Student, writer and podcaster

  • Cool Things I’ve Read This Week – Week 36, 2023

    I didn’t read as much this week: I do most of my article reading during school via print-outs1 I bring from home2. It works out because it’s nowhere near as obvious as a book but still gives me back some of the time that’s being absolutely destroyed by whichever class I’m required to attend. Also, we had Monday off for Labor Day, and I have been super tired.

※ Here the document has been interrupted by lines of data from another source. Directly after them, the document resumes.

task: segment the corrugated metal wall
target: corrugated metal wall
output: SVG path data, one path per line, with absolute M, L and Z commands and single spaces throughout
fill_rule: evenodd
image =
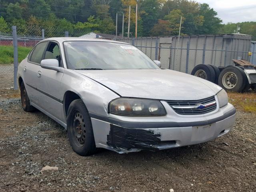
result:
M 157 58 L 163 68 L 190 73 L 202 63 L 224 66 L 233 64 L 231 59 L 238 57 L 248 60 L 251 39 L 248 35 L 228 34 L 116 40 L 134 44 L 153 60 Z

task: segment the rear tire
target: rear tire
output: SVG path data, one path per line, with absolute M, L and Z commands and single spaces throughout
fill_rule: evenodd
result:
M 29 98 L 28 98 L 23 82 L 20 83 L 20 99 L 21 99 L 21 104 L 22 106 L 22 108 L 25 111 L 31 112 L 36 110 L 34 107 L 30 105 Z
M 67 129 L 70 145 L 75 152 L 82 156 L 95 152 L 91 118 L 81 99 L 74 100 L 70 104 L 68 110 Z
M 223 69 L 219 77 L 218 85 L 226 91 L 242 92 L 248 80 L 240 68 L 229 66 Z
M 209 65 L 212 67 L 214 71 L 214 74 L 215 74 L 215 79 L 214 80 L 214 82 L 215 84 L 218 84 L 219 80 L 219 76 L 220 76 L 220 71 L 219 68 L 216 66 L 212 65 Z
M 215 80 L 214 71 L 210 65 L 197 65 L 192 70 L 191 74 L 212 82 L 214 82 Z

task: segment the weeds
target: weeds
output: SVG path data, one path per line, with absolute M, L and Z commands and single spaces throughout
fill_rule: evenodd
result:
M 256 93 L 228 93 L 229 102 L 238 109 L 256 113 Z

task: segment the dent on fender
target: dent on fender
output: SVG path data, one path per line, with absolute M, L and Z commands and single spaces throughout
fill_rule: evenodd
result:
M 138 149 L 156 151 L 160 135 L 141 129 L 131 129 L 110 124 L 107 144 L 118 150 Z

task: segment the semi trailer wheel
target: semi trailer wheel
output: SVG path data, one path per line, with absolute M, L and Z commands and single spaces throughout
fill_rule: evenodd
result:
M 213 68 L 210 65 L 200 64 L 194 67 L 191 74 L 211 82 L 214 82 L 215 74 Z
M 214 65 L 209 65 L 212 67 L 212 68 L 213 69 L 214 71 L 214 73 L 215 74 L 215 79 L 214 82 L 215 84 L 218 84 L 219 80 L 219 76 L 220 76 L 220 71 L 219 68 L 216 66 L 214 66 Z
M 248 82 L 244 71 L 232 66 L 223 69 L 219 76 L 218 84 L 227 91 L 242 92 Z

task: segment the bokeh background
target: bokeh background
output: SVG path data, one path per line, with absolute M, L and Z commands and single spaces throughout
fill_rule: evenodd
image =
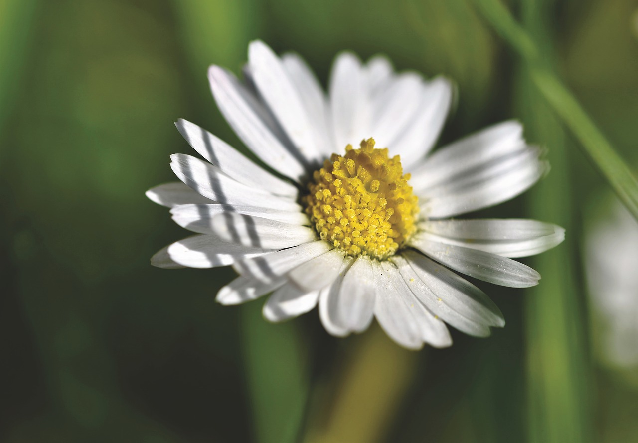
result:
M 508 4 L 635 170 L 638 2 Z M 229 268 L 150 266 L 186 235 L 144 196 L 174 179 L 170 154 L 191 153 L 173 123 L 241 146 L 206 69 L 239 72 L 255 38 L 302 54 L 324 85 L 345 48 L 445 73 L 459 94 L 441 142 L 517 117 L 547 149 L 547 177 L 475 214 L 567 229 L 526 260 L 540 286 L 478 284 L 504 329 L 417 352 L 376 326 L 337 339 L 316 310 L 271 324 L 260 301 L 217 305 Z M 632 244 L 613 224 L 623 209 L 471 0 L 3 0 L 0 57 L 0 440 L 638 441 L 638 293 L 622 280 L 638 263 L 618 252 Z M 605 226 L 615 246 L 592 258 Z M 618 258 L 625 297 L 605 310 L 616 287 L 586 264 Z

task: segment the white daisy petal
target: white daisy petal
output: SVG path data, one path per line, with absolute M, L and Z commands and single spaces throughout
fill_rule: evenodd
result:
M 323 240 L 306 243 L 299 246 L 267 254 L 255 259 L 235 263 L 235 270 L 263 282 L 271 282 L 308 260 L 325 254 L 333 249 Z
M 395 342 L 410 349 L 423 346 L 421 330 L 397 287 L 400 287 L 400 275 L 390 274 L 382 264 L 373 261 L 373 270 L 377 279 L 378 289 L 375 301 L 375 316 L 382 328 Z
M 392 261 L 419 300 L 433 314 L 462 332 L 487 337 L 489 326 L 502 327 L 500 310 L 470 282 L 420 254 L 405 251 Z
M 299 192 L 295 186 L 267 172 L 203 127 L 183 119 L 179 119 L 175 126 L 200 156 L 230 177 L 271 194 L 297 198 Z
M 434 146 L 447 119 L 452 104 L 452 84 L 436 77 L 427 82 L 415 118 L 394 140 L 392 148 L 401 154 L 401 163 L 410 171 Z
M 213 217 L 211 227 L 227 242 L 269 249 L 297 246 L 316 238 L 315 231 L 307 226 L 235 212 L 225 212 Z
M 189 268 L 214 268 L 232 265 L 237 260 L 258 257 L 270 251 L 229 243 L 214 235 L 195 235 L 168 246 L 174 261 Z
M 412 171 L 410 182 L 426 189 L 525 147 L 521 123 L 502 122 L 440 148 Z
M 319 318 L 325 330 L 335 337 L 345 337 L 349 331 L 339 315 L 338 300 L 343 277 L 353 261 L 346 256 L 341 263 L 336 278 L 319 293 Z
M 373 96 L 382 92 L 394 77 L 392 64 L 385 55 L 375 55 L 366 65 L 367 84 Z
M 335 149 L 332 145 L 332 127 L 328 122 L 329 110 L 325 94 L 312 71 L 298 54 L 285 54 L 281 62 L 304 103 L 308 119 L 313 122 L 317 147 L 327 158 Z
M 167 208 L 188 203 L 214 203 L 182 182 L 172 182 L 152 187 L 146 191 L 146 196 L 151 201 Z
M 162 248 L 151 258 L 151 264 L 158 268 L 163 268 L 164 269 L 186 268 L 185 266 L 180 265 L 170 258 L 170 256 L 168 255 L 168 246 Z
M 306 159 L 286 146 L 265 120 L 266 112 L 235 76 L 219 66 L 209 69 L 217 105 L 235 133 L 262 161 L 294 180 L 305 177 Z
M 265 208 L 253 208 L 230 205 L 181 205 L 173 208 L 170 213 L 173 220 L 182 228 L 202 234 L 212 234 L 212 219 L 221 214 L 236 214 L 261 217 L 262 218 L 291 224 L 308 224 L 308 217 L 302 212 L 279 211 Z
M 535 220 L 435 220 L 420 227 L 423 238 L 510 258 L 540 254 L 565 239 L 562 228 Z
M 260 40 L 251 42 L 248 61 L 260 95 L 299 152 L 309 163 L 319 164 L 322 156 L 312 122 L 281 61 Z
M 436 347 L 450 345 L 452 338 L 445 324 L 434 318 L 415 297 L 399 270 L 389 261 L 382 262 L 381 266 L 394 282 L 394 290 L 401 297 L 419 326 L 421 340 Z
M 503 286 L 528 287 L 540 279 L 538 273 L 526 265 L 495 254 L 431 242 L 418 235 L 410 240 L 410 245 L 459 272 Z
M 330 106 L 334 128 L 335 146 L 358 146 L 373 136 L 367 75 L 361 62 L 350 52 L 339 54 L 330 78 Z
M 304 291 L 320 289 L 337 278 L 345 255 L 341 249 L 332 249 L 300 265 L 288 276 Z
M 170 167 L 180 180 L 204 196 L 218 203 L 280 210 L 301 210 L 293 200 L 251 187 L 233 180 L 219 168 L 183 154 L 170 156 Z
M 468 174 L 449 187 L 422 191 L 421 213 L 434 219 L 453 217 L 507 201 L 530 189 L 548 168 L 536 152 L 524 151 Z
M 239 305 L 261 297 L 274 291 L 286 282 L 285 279 L 272 282 L 260 282 L 240 275 L 219 289 L 216 300 L 222 305 Z
M 272 293 L 263 309 L 271 321 L 318 305 L 324 328 L 338 337 L 362 332 L 376 317 L 412 349 L 450 345 L 443 321 L 478 337 L 505 325 L 487 296 L 454 271 L 535 285 L 538 273 L 512 258 L 553 247 L 564 229 L 533 220 L 442 219 L 512 198 L 547 172 L 519 123 L 494 125 L 426 158 L 454 98 L 443 77 L 396 74 L 385 57 L 362 64 L 346 52 L 335 60 L 326 95 L 300 56 L 280 57 L 260 41 L 250 44 L 242 70 L 240 81 L 211 66 L 211 87 L 266 169 L 178 120 L 207 161 L 172 156 L 183 184 L 147 195 L 200 235 L 159 251 L 152 265 L 230 265 L 240 276 L 218 293 L 221 304 Z
M 404 73 L 392 81 L 385 91 L 374 97 L 373 127 L 378 147 L 389 147 L 393 154 L 404 154 L 404 150 L 395 149 L 394 141 L 417 118 L 422 105 L 423 89 L 423 79 L 420 75 Z
M 372 261 L 367 256 L 359 256 L 343 278 L 337 298 L 341 323 L 353 332 L 365 331 L 374 317 L 376 298 Z
M 313 309 L 318 297 L 318 291 L 304 291 L 288 282 L 272 293 L 262 312 L 269 321 L 283 321 Z

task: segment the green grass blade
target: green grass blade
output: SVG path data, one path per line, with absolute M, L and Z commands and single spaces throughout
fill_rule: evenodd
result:
M 546 67 L 537 42 L 499 0 L 475 0 L 478 10 L 494 29 L 528 63 L 532 81 L 554 112 L 574 133 L 579 146 L 609 182 L 638 220 L 638 180 L 616 153 L 567 87 Z

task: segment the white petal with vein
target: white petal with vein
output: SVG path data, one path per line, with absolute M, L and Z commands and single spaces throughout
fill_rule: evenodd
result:
M 448 267 L 491 283 L 527 287 L 538 284 L 540 279 L 538 273 L 526 265 L 495 254 L 437 243 L 418 235 L 410 245 Z
M 203 127 L 183 119 L 178 120 L 175 126 L 200 156 L 229 177 L 271 194 L 297 198 L 298 192 L 295 186 L 267 172 Z
M 195 235 L 168 246 L 170 258 L 189 268 L 214 268 L 271 252 L 260 247 L 229 243 L 214 235 Z
M 245 246 L 281 249 L 312 242 L 314 229 L 235 212 L 226 212 L 212 219 L 212 231 L 227 242 Z

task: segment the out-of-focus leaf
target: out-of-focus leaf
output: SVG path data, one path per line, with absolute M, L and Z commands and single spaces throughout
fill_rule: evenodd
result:
M 543 52 L 548 66 L 554 57 L 547 17 L 552 0 L 523 3 L 524 25 Z M 527 35 L 527 34 L 526 34 Z M 534 258 L 542 279 L 526 294 L 528 432 L 531 442 L 585 442 L 591 438 L 586 343 L 582 317 L 582 291 L 573 256 L 577 231 L 571 216 L 567 138 L 551 115 L 547 102 L 525 67 L 516 79 L 517 112 L 528 140 L 548 149 L 553 170 L 528 197 L 530 217 L 557 223 L 567 238 L 554 249 Z
M 638 220 L 638 180 L 567 87 L 541 57 L 537 43 L 498 0 L 475 0 L 494 29 L 527 62 L 534 85 L 580 141 L 581 149 Z
M 22 85 L 37 5 L 37 0 L 0 0 L 0 131 Z

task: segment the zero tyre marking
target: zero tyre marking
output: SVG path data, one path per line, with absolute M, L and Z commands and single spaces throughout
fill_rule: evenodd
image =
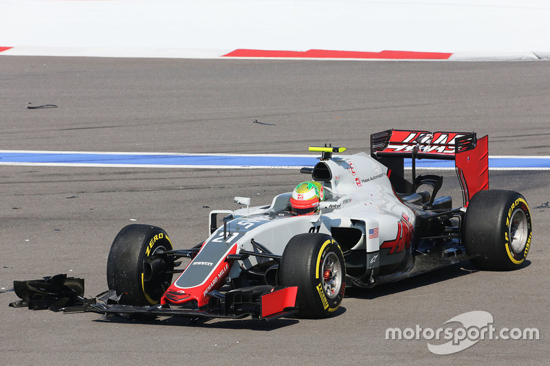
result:
M 532 238 L 531 211 L 525 198 L 514 191 L 480 191 L 465 217 L 466 250 L 485 269 L 510 270 L 521 266 Z

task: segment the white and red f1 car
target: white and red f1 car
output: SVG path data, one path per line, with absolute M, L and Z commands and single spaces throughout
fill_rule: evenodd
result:
M 487 136 L 388 130 L 371 144 L 370 155 L 310 148 L 322 156 L 301 172 L 320 182 L 325 196 L 313 215 L 294 214 L 290 193 L 258 207 L 236 197 L 245 207 L 212 211 L 210 236 L 187 250 L 174 249 L 160 228 L 124 227 L 107 262 L 118 301 L 92 306 L 117 314 L 324 317 L 338 308 L 346 286 L 371 288 L 463 260 L 521 266 L 531 214 L 519 193 L 488 190 Z M 412 159 L 410 180 L 405 159 Z M 455 161 L 462 205 L 438 196 L 442 176 L 416 175 L 419 159 Z M 190 262 L 178 270 L 182 258 Z

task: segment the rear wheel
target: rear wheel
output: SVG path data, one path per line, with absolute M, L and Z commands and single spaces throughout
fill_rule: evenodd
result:
M 514 191 L 480 191 L 470 201 L 464 222 L 466 250 L 484 269 L 520 267 L 532 236 L 527 202 Z
M 298 286 L 297 304 L 302 317 L 329 317 L 344 298 L 344 256 L 338 244 L 328 235 L 293 237 L 285 248 L 278 275 L 282 286 Z
M 172 250 L 166 233 L 151 225 L 131 225 L 123 228 L 111 246 L 107 260 L 107 284 L 127 305 L 153 305 L 172 283 L 172 273 L 164 268 L 154 274 L 144 261 L 159 249 Z

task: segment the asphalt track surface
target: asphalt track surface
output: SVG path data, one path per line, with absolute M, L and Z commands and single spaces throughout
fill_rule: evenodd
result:
M 490 153 L 550 155 L 550 63 L 0 58 L 2 150 L 305 154 L 332 143 L 368 151 L 389 128 L 475 130 Z M 54 104 L 58 108 L 28 109 Z M 261 124 L 260 122 L 272 124 Z M 452 172 L 448 193 L 461 204 Z M 107 289 L 111 243 L 127 224 L 163 227 L 184 249 L 232 197 L 265 204 L 307 177 L 294 170 L 0 167 L 0 287 L 57 273 Z M 0 293 L 2 365 L 542 365 L 550 346 L 548 172 L 490 172 L 522 192 L 534 238 L 512 272 L 456 266 L 371 290 L 349 290 L 324 320 L 153 322 L 13 308 Z M 546 205 L 547 206 L 547 205 Z M 540 339 L 482 340 L 437 356 L 388 328 L 437 329 L 484 310 Z

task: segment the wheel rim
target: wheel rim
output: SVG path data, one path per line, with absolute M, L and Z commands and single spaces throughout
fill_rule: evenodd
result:
M 521 253 L 527 243 L 527 216 L 522 209 L 516 209 L 512 214 L 508 227 L 510 247 L 514 253 Z
M 338 255 L 331 252 L 324 257 L 322 262 L 322 288 L 329 299 L 338 295 L 342 287 L 342 264 Z
M 167 250 L 164 245 L 160 245 L 157 247 L 154 251 L 153 251 L 153 253 L 151 253 L 151 255 L 154 255 L 159 249 L 162 249 L 162 251 Z M 171 275 L 171 274 L 165 273 L 164 276 L 160 276 L 161 278 L 155 278 L 155 281 L 143 282 L 143 290 L 145 293 L 146 296 L 151 297 L 151 299 L 155 301 L 160 300 L 160 297 L 166 290 L 166 288 L 164 288 L 165 286 L 164 286 L 164 283 L 168 281 L 168 278 Z M 168 284 L 168 285 L 169 284 Z

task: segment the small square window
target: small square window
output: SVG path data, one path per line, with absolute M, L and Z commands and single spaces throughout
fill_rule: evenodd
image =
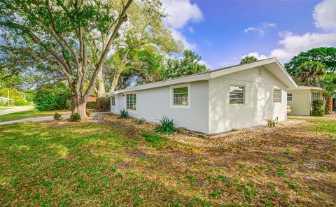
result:
M 126 94 L 126 108 L 136 110 L 136 94 Z
M 173 108 L 190 107 L 190 86 L 188 85 L 171 87 L 171 106 Z
M 293 101 L 293 94 L 292 93 L 287 93 L 287 101 Z
M 281 90 L 273 90 L 273 103 L 281 103 Z
M 313 100 L 318 99 L 318 92 L 312 92 L 312 99 Z
M 230 104 L 244 104 L 245 87 L 242 85 L 230 86 Z
M 115 97 L 111 97 L 111 106 L 115 106 Z

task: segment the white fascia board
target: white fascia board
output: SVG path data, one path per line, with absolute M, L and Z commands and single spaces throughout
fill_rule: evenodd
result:
M 298 84 L 296 84 L 295 81 L 293 79 L 292 76 L 289 75 L 288 72 L 282 66 L 282 65 L 279 62 L 277 59 L 276 59 L 276 64 L 279 66 L 280 69 L 281 69 L 282 71 L 286 74 L 287 78 L 288 78 L 290 82 L 287 83 L 287 87 L 288 88 L 292 89 L 292 88 L 298 88 Z M 283 80 L 284 81 L 284 80 Z
M 276 59 L 275 57 L 274 58 L 270 58 L 270 59 L 265 59 L 265 60 L 258 61 L 258 62 L 251 62 L 251 63 L 249 63 L 249 64 L 242 64 L 242 65 L 238 65 L 238 66 L 233 66 L 232 68 L 227 68 L 226 69 L 220 70 L 220 71 L 214 71 L 214 72 L 210 73 L 210 78 L 215 78 L 220 77 L 220 76 L 225 76 L 225 75 L 227 75 L 227 74 L 230 74 L 230 73 L 247 70 L 247 69 L 252 69 L 252 68 L 254 68 L 254 67 L 258 67 L 258 66 L 262 66 L 262 65 L 265 65 L 265 64 L 273 63 L 276 61 Z
M 111 95 L 118 94 L 120 93 L 126 93 L 129 92 L 143 90 L 172 85 L 176 84 L 190 83 L 190 82 L 200 81 L 200 80 L 209 80 L 209 78 L 210 78 L 210 74 L 209 73 L 201 73 L 198 75 L 192 75 L 192 76 L 189 76 L 186 77 L 181 77 L 179 78 L 176 78 L 172 80 L 168 80 L 164 81 L 141 85 L 134 87 L 108 92 L 104 94 L 106 96 L 111 96 Z

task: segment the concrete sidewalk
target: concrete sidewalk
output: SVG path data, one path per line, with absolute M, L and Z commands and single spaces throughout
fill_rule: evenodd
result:
M 91 113 L 90 117 L 97 117 L 101 115 L 103 115 L 104 113 L 108 113 L 109 112 L 94 112 Z M 70 115 L 69 114 L 62 115 L 62 117 L 63 119 L 69 119 L 70 117 Z M 21 120 L 17 120 L 2 122 L 0 122 L 0 125 L 10 124 L 15 124 L 15 123 L 24 122 L 46 122 L 46 121 L 52 121 L 53 120 L 54 120 L 54 116 L 39 117 L 26 118 L 26 119 L 21 119 Z
M 0 115 L 15 112 L 28 110 L 31 108 L 34 108 L 34 106 L 11 106 L 10 108 L 1 110 Z

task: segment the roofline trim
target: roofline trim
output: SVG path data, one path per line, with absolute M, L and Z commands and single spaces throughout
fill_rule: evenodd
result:
M 138 91 L 138 90 L 147 90 L 147 89 L 151 89 L 151 88 L 155 88 L 155 87 L 164 87 L 164 86 L 168 86 L 168 85 L 176 85 L 176 84 L 181 84 L 181 83 L 188 83 L 188 82 L 195 82 L 195 81 L 200 81 L 200 80 L 207 80 L 211 78 L 214 78 L 216 77 L 227 75 L 230 73 L 246 70 L 248 69 L 262 66 L 265 64 L 268 64 L 271 63 L 276 62 L 277 65 L 281 69 L 283 72 L 286 73 L 287 77 L 290 79 L 291 83 L 293 83 L 293 86 L 295 87 L 298 87 L 297 84 L 293 80 L 292 77 L 287 73 L 287 71 L 284 69 L 284 67 L 281 66 L 281 64 L 278 62 L 276 57 L 272 57 L 272 58 L 268 58 L 265 59 L 262 59 L 256 62 L 253 62 L 251 63 L 248 64 L 239 64 L 236 66 L 229 66 L 227 68 L 223 68 L 221 69 L 218 69 L 218 70 L 213 70 L 213 71 L 209 71 L 207 72 L 204 73 L 200 73 L 197 74 L 193 74 L 193 75 L 190 75 L 190 76 L 183 76 L 183 77 L 179 77 L 174 79 L 170 79 L 170 80 L 162 80 L 162 81 L 159 81 L 159 82 L 155 82 L 153 83 L 149 83 L 149 84 L 145 84 L 145 85 L 141 85 L 130 88 L 127 88 L 127 89 L 123 89 L 120 90 L 116 90 L 114 92 L 107 92 L 104 94 L 104 95 L 106 96 L 111 96 L 111 95 L 115 95 L 120 93 L 125 93 L 125 92 L 132 92 L 132 91 Z

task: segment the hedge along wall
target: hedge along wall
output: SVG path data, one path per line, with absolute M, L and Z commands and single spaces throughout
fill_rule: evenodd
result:
M 67 108 L 67 101 L 71 100 L 71 92 L 64 83 L 38 90 L 34 94 L 33 102 L 41 111 Z

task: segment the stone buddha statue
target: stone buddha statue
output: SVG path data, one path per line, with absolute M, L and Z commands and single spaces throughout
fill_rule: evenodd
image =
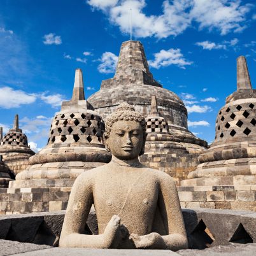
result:
M 187 248 L 188 242 L 173 178 L 141 164 L 145 120 L 124 103 L 106 120 L 109 164 L 86 171 L 71 192 L 59 246 L 92 248 Z M 99 234 L 85 234 L 92 204 Z

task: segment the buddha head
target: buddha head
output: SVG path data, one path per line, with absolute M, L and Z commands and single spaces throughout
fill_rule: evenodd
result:
M 105 146 L 115 157 L 129 160 L 144 153 L 146 122 L 132 106 L 122 103 L 107 117 L 105 125 Z

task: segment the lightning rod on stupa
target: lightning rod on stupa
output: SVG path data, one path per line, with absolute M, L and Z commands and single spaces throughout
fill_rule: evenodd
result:
M 131 15 L 130 15 L 130 40 L 132 41 L 132 8 L 131 10 Z

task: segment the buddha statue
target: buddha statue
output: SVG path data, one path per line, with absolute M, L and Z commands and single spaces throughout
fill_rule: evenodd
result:
M 106 120 L 109 164 L 86 171 L 71 190 L 60 247 L 167 249 L 188 247 L 180 201 L 168 174 L 139 161 L 145 120 L 124 103 Z M 84 234 L 94 204 L 99 234 Z

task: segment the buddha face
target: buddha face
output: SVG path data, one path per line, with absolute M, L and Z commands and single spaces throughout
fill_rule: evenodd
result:
M 143 146 L 143 131 L 139 122 L 115 122 L 105 142 L 111 153 L 122 160 L 137 157 Z

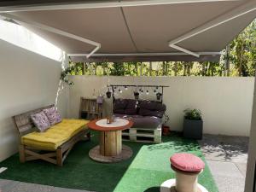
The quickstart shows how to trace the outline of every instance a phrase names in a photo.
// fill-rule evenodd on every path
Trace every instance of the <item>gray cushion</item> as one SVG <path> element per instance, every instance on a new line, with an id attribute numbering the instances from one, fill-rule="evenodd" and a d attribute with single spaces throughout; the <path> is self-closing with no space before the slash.
<path id="1" fill-rule="evenodd" d="M 131 119 L 134 123 L 133 128 L 155 129 L 162 123 L 161 119 L 153 116 L 124 115 L 116 113 L 114 116 Z"/>
<path id="2" fill-rule="evenodd" d="M 162 118 L 166 106 L 158 102 L 144 100 L 140 102 L 139 115 Z"/>

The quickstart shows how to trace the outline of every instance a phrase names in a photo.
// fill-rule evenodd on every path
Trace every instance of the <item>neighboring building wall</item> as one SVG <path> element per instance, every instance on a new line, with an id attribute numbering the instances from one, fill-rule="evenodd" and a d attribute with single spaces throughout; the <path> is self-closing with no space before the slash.
<path id="1" fill-rule="evenodd" d="M 68 89 L 60 84 L 61 72 L 61 62 L 0 39 L 0 161 L 18 149 L 13 115 L 57 100 L 59 111 L 66 116 Z"/>
<path id="2" fill-rule="evenodd" d="M 91 97 L 96 90 L 104 94 L 107 84 L 164 84 L 164 103 L 167 106 L 171 130 L 182 131 L 183 111 L 199 108 L 203 113 L 204 132 L 211 134 L 249 136 L 254 78 L 219 77 L 96 77 L 71 76 L 69 116 L 79 117 L 80 96 Z M 118 91 L 118 90 L 117 90 Z M 155 98 L 153 90 L 151 96 Z M 128 92 L 128 93 L 127 93 Z M 145 91 L 144 91 L 145 92 Z M 119 94 L 133 98 L 132 91 Z M 118 97 L 118 96 L 117 96 Z M 106 112 L 110 101 L 107 100 Z"/>

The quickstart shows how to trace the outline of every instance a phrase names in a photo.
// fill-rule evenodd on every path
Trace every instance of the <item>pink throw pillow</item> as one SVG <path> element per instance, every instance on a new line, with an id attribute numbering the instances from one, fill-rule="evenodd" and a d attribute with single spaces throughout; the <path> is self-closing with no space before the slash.
<path id="1" fill-rule="evenodd" d="M 50 126 L 49 121 L 43 111 L 32 114 L 31 119 L 40 132 L 45 131 Z"/>
<path id="2" fill-rule="evenodd" d="M 52 107 L 50 108 L 45 108 L 43 110 L 46 114 L 50 125 L 54 125 L 57 123 L 61 122 L 61 117 L 59 112 L 56 110 L 55 107 Z"/>

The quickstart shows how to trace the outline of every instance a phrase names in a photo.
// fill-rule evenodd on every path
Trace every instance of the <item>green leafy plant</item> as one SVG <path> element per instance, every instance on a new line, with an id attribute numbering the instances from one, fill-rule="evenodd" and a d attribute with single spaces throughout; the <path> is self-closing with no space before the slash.
<path id="1" fill-rule="evenodd" d="M 199 109 L 187 108 L 184 112 L 184 117 L 191 120 L 201 120 L 201 112 Z"/>
<path id="2" fill-rule="evenodd" d="M 73 81 L 70 81 L 68 79 L 68 75 L 71 74 L 71 73 L 74 70 L 74 67 L 68 67 L 67 68 L 65 68 L 62 72 L 61 72 L 61 79 L 62 81 L 64 81 L 65 83 L 67 83 L 68 85 L 73 85 Z"/>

    • Instacart is the Best and Worst Grocery Business Imaginable (thediff.co)
      • I’ve been passively curious about Instacart and was excited when I saw the email from TheDiff.
        • I’ve never used it, but I think it’s cool to understand a little more about the business.
      • Byrne’s writing — at least for me — is tough to read the first time you pick it up. I’ve been reading him since early this year, though, and I’m finally able to be confident in my ability to follow his thoughts. He posts consistently, and those posts are consistently super interesting.
        • Sidenote to the sidenote — I once pasted an article of his into a writing help tool, and it said the sentences were likely too complex for a general audience.
          • This helped my ego. 😉
    • Hey tech folks: Vivek Ramaswamy is not the one (noahpinion.blog)
      • I already was not a fan of Ramaswamey because most of what I’ve heard him say is a little crazy, and I’m not a fan of right-wing ideas generally, but this was a good takedown of just a few of his incoherent ideas.
      • His speech is also annoying; Chris Christie was right.
        • Also, it looks like YouTube is now tracking individual shares with a new “si” parameter. This must be pretty new because I’ve never seen it before, and I didn’t see much mention of it after some quick (admittedly imprecise) googling.
    • The Rise and Fall of ESPN’s Leverage – Stratechery by Ben Thompson
      • I’ve never watched sports, and have only tuned into ESPN a handful of times — most of which were five–seven years ago when I was testing connecting my TV directly to the coax outlet in the wall because my cable provider at the time didn’t encrypt the channels or require a set-top box — but I enjoyed this article and have found Ben’s continuing coverage of the collapse of ESPN on Sharp Tech and in his updates quite interesting.
      • The quotes from Those Guys Have All the Fun worked well.
    • The prologue to Why Fish Don’t Exist by Lulu Miller
      • I finish very few of the books I start, which is something I’m working on. That said, I don’t know if I’ll finish this book — one difficulty is that I have too many books, both printed and digital, and I subscribe to Kindle Unlimited — but I enjoyed the discussion of life as being a fight against entropy, disorder.
      • The opening lines were captivating: > “Picture the person you love most […] eating cereal. […] Entropy will get them.”
    • Our climate change debates are out of date – by Noah Smith (noahpinion.blog)
      • My current biology teacher is more hopeless about climate change than I’d like, and this was a nice, interesting update to my (limited!) knowledge on climate change.
      • I didn’t know how cheap solar and wind were getting!
    • Amazon and Shopify, Shopify and Its Merchants, The Payments Question – Stratechery by Ben Thompson
      • The AWS model for Amazon distribution!
        • Ben has covered this on Sharp Tech.
        • One of the many differences between the two, though, is that AWS is not branded; Buy with Prime is.
      • This was a good update, but it left me curious about how exactly Amazon Pay is integrated with Shopify Checkout such that Shopify processes the payments.
        • Maybe this was a bit of a miscommunication because the press release seems to imply that Amazon Pay is/will be a payment option but not a required one for Buy with Prime.
      • I enjoyed the nuances about e.g., how Amazon might have wanted the deal with Shopify more than Shopify did.
    • Credit card debt collection (bitsaboutmoney.com)
      • I read this about a month ago when it came out, but it was featured in The Browser today, which, to me, was a validation both of the article — reading this very blog a few years ago sparked my (casual) interest in finance and economics! — and of The Browser, the editors of which consistently find excellent reads.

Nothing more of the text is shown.